Removing Multiply Defined Symbols of the Same Name (Linker and Libraries Guide)

Linker and Libraries Guide

Removing Multiply Defined Symbols of the Same Name

Multiply defined symbols of the same name can be problematic within a directly bound environment, if the implementation associated with the symbol maintains state. Data symbols are the typical offenders in this regard, however functions that maintain state can also be problematic.

In a directly bound environment, multiple instances of the same symbol can be bound to. Therefore, different binding instances can manipulate different state variables that were originally intended to be a single instance within a process.

For example, suppose that two shared objects contain the same data item errval. Suppose also, that two functions action() and inspect(), exist in different shared objects. These functions expect to write and read the value errval respectively.

With the default search model, one definition of errval would interpose on the other definition.

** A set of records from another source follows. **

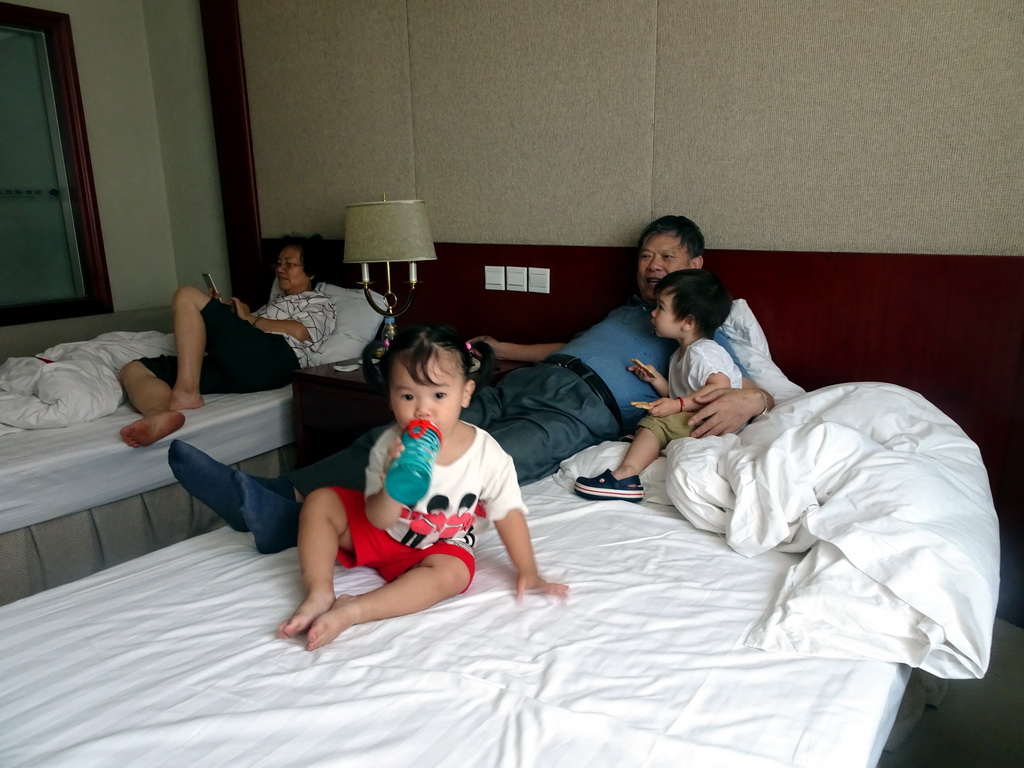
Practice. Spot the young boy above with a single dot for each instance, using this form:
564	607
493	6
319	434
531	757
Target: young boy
691	305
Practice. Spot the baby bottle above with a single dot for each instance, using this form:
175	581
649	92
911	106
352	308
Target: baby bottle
409	476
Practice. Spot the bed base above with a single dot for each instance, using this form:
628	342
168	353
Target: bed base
48	554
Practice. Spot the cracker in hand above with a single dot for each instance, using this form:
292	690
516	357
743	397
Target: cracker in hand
647	369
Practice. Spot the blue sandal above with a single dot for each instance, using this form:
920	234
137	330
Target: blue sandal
606	486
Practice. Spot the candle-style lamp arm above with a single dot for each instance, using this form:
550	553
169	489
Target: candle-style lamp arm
390	299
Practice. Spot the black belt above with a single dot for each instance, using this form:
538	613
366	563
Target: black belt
592	380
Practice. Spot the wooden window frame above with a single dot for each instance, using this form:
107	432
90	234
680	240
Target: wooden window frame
60	49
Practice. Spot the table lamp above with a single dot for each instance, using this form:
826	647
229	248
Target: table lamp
385	231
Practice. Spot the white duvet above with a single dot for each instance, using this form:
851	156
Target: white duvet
888	498
79	385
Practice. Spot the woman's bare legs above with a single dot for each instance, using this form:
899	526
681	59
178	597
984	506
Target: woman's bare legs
323	528
160	404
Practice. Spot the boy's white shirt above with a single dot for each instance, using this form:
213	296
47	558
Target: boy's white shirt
689	369
484	471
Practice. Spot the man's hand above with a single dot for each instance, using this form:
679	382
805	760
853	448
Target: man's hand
505	350
724	410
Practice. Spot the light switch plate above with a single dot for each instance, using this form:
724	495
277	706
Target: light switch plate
540	280
494	278
515	278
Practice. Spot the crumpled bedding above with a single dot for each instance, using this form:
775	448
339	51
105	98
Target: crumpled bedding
891	502
79	385
888	499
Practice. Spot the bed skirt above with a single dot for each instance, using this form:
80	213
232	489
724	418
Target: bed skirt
54	552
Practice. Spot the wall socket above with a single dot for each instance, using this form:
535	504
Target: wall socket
521	279
494	278
515	279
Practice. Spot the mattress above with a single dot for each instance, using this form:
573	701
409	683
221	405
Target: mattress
48	473
171	659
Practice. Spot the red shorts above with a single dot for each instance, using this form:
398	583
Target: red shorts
376	548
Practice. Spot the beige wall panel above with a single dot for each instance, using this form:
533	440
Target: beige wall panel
532	119
867	126
330	109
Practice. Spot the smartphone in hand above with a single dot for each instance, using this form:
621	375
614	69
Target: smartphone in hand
211	286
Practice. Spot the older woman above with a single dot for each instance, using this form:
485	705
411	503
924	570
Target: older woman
224	347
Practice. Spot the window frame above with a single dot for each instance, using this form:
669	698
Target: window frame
71	117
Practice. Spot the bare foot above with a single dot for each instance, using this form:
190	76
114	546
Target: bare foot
308	610
328	626
146	431
185	400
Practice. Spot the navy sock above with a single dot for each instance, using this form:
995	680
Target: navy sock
212	483
272	519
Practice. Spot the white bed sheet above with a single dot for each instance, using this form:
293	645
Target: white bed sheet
47	473
171	659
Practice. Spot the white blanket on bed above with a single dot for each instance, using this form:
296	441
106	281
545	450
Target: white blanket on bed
79	385
891	502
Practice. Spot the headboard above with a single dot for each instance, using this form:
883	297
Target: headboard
948	327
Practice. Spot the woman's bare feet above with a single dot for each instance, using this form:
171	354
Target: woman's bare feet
146	431
321	625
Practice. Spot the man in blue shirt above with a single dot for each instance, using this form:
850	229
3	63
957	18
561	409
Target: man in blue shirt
579	396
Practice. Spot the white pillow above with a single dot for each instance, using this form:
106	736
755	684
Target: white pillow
751	346
357	323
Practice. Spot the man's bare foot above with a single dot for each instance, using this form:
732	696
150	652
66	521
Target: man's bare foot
185	400
309	609
146	431
328	626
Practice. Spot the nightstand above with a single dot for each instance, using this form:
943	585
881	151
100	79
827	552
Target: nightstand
331	409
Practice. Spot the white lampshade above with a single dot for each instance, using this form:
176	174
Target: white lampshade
390	230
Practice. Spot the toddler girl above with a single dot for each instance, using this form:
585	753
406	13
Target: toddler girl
426	373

Both functions action() and inspect() would be bound to the same instance of errval. Therefore, if an error code was written to errval by action(), then inspect() could read, and act upon this error condition.

However, suppose the objects containing action() and inspect() were bound to different dependencies that each defined errval. Within a directly bound environment, these functions are bound to different definitions of errval. An error code can be written to one instance of errval by action() while inspect() reads the other, uninitialized definition of errval. The outcome is that inspect() detects no error condition to act upon.

Multiple instances of data symbols typically occur when the symbols are declared in headers.

int bar;

This data declaration results in a data item being produced by each compilation unit that includes the header. The resulting tentative data item can result in multiple instances of the symbol being defined in different dynamic objects.

However, by explicitly defining the data item as external, references to the data item are produced for each compilation unit that includes the header.

extern int bar;

These references can then be resolved to one data instance at runtime.

Occasionally, the interface for a symbol implementation that you want to remove, should be preserved. Multiple instances of the same interface can be vectored to one implementation, while preserving any existing interface. This model can be achieved by creating individual symbol filters by using a FILTER mapfile keyword. This keyword is described in SYMBOL_SCOPE / SYMBOL_VERSION Directives.

Creating individual symbol filters is useful when dependencies expect to find a symbol in an object where the implementation for that symbol has been removed.

For example, suppose the function error() exists in two shared objects, A.so.1 and B.so.1. To remove the symbol duplication, you want to remove the implementation from A.so.1. However, other dependencies are relying on error() being provided from A.so.1. The following example shows the definition of error() in A.so.1. A mapfile is then used to allow the removal of the error() implementation, while leaving a filter for this symbol that is directed to B.so.1.

$ cc -o A.so.1 -G -Kpic error.c a.c b.c ...
$ elfdump -sN.dynsym A.so.1 | fgrep error
    [3]  0x00000300 0x00000014  FUNC GLOB  D    0 .text      error
$ cat mapfile
$mapfile_version 2
SYMBOL_SCOPE {
        global:
                error { TYPE=FUNCTION; FILTER=B.so.1 };
};
$ cc -o A.so.2 -G -Kpic -M mapfile a.c b.c ...
$ elfdump -sN.dynsym A.so.2 | fgrep error
    [3]  0x00000000 0x00000000  FUNC GLOB  D    0 ABS        error
$ elfdump -y A.so.2 | fgrep error
    [3]  F       [0] B.so.1         error

The function error() is global, and remains an exported interface of A.so.2. However, any runtime binding to this symbol is vectored to the filtee B.so.1. The letter “F” indicates the filter nature of this symbol.

This model of preserving existing interfaces, while vectoring to one implementation has been used in several Oracle Solaris libraries. For example, a number of math interfaces that were once defined in libc.so.1 are now vectored to the preferred implementation of the functions in libm.so.2.